A guy I've been buddies with for about 5 years now, - - bought a new house in a new neighborhood about 7 years ago, - - several of his DIY neighbors put up their own wooden fences (privacy, shadow-box, etc.).

Well my buddy, Fred, - - decides he wants a fence, too, - - but he wasn't confident enough to install it himself, - - so he calls in a 'pro' (fence guy out of the newspaper), - - Fred goes to work, - - the guy installs the fence, gets paid, end of story, right?

Two years later (right around when I met Fred), - - there's a real bad windstorm, - - Fred tells me 'his' is the only fence that fell, - - well, although the 'pro' fence guy tried and tried to avoid him, - - Fred finally made him fix it.

Oh, yeah, - - remember when I mentioned that the DIY fences (that stood in the wind) were all 'wooden', - - well, Fred's fence was FRIKKIN' chain link. Yes, you heard me right, - - CHAIN LINK!! Un-frikkin-believable!!


----------



## Mike Finley (Apr 28, 2004)

Damn, that must have been one hell of a shoddy job and a hell of a wind! Reminds me how on a sail boat in powerful enough winds the bare mast can drive it.


----------



## orionkf (Apr 7, 2005)

Tom R said:


> I would say it's the frost heave, - - the sides of the concrete 'conformed' to the rough edges of the hole, - - and gave the frozen ground a place to 'grab and lift', - - which demonstrates one of the reasons why sonotubes are so handy (not that they would normally be used, - - but they would prevent that problem). Anyway, I doubt if they'll lift much more than they already have.
> 
> Different methods for different soils and conditions would probably make perfect sense, - - but let's face it, - - not likely to happen in this day and age of "Who's the Cheapest"?




Instead of sonotube, what I do is slightly flare the bottom of the hole, aka "belling". Frost heave isn't that big of a problem here in South IL, but since I bring the concrete above grade, I figure the few extra cents of concrete is worth the piece of mind.


Orion


----------



## Guest (Feb 6, 2006)

any fence contractors out there? i build fences in the houston area and was hoping i had some brethren in here for some questions to be answered...


----------



## bcf (Mar 20, 2006)

Just joined texasfence. Been installing fences for 6 years now. Always on the look out for more fencers to chat with.


----------



## acme const. (Mar 26, 2006)

trying to get 20 ims


----------



## fletch (Apr 7, 2006)

Bufftech has a installation guide on it's website. You can find this online.
I am a fence contractor in NY. I am also a Bufftech dealer. The best way to install posts is using a "wet-mix" concrete.
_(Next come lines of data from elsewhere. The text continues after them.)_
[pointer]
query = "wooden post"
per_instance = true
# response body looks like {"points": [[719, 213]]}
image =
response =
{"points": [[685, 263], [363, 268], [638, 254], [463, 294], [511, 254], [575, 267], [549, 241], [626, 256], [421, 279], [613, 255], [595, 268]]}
For a 5" x 5" posts we drill a 12" hole about 36" to 42" deep. A good deep foundation will mean a long lasting fence. Pour concrete about half way up. Once the concrete is in the hole slide your post into it. This will ensure concrete gets inside the post. In our expierience this is a key to longevity. DO NOT fill the entire post with concrete, this will lead to the post cracking when the weather changes. The vinyl will expand and contract. You can use aluminum stiffeners when installing gates. Do not use steel this will rust eventually and leak out on your maintenance free fence. You can find Bufftech vinyl very cheap online. Try going to Vinyl Fence Supply. They ship your order for free if you buy at least 2000 dollars worth, which is not hard to do.:clap: :no:


----------



## fletch (Apr 7, 2006)

wet mix concrete means mixed in a mixer with the right amount of water. Not dry mix tamped in the hole with ground water used to cure concrete:thumbsup: :thumbsup:


----------



## Deke (May 2, 2012)

When I built my fence i dipped the posts, just the below grade portion in tar and set them in concrete, my hope is that it would prevent rot, any thoughts on that?


----------



## 1st (9 mo ago)

If its your first time with Vinyl Id use dry concrete, just for mistakes I went through...


----------



## 1st (9 mo ago)

I worried though there is water inside the post still should I feel them with concrete? or dirt?


----------



## avenge (Sep 25, 2008)

1st said:


> I worried though there is water inside the post still should I feel them with concrete? or dirt?


If they could feel anything they would probably prefer human hands in a quick up and down motion.


----------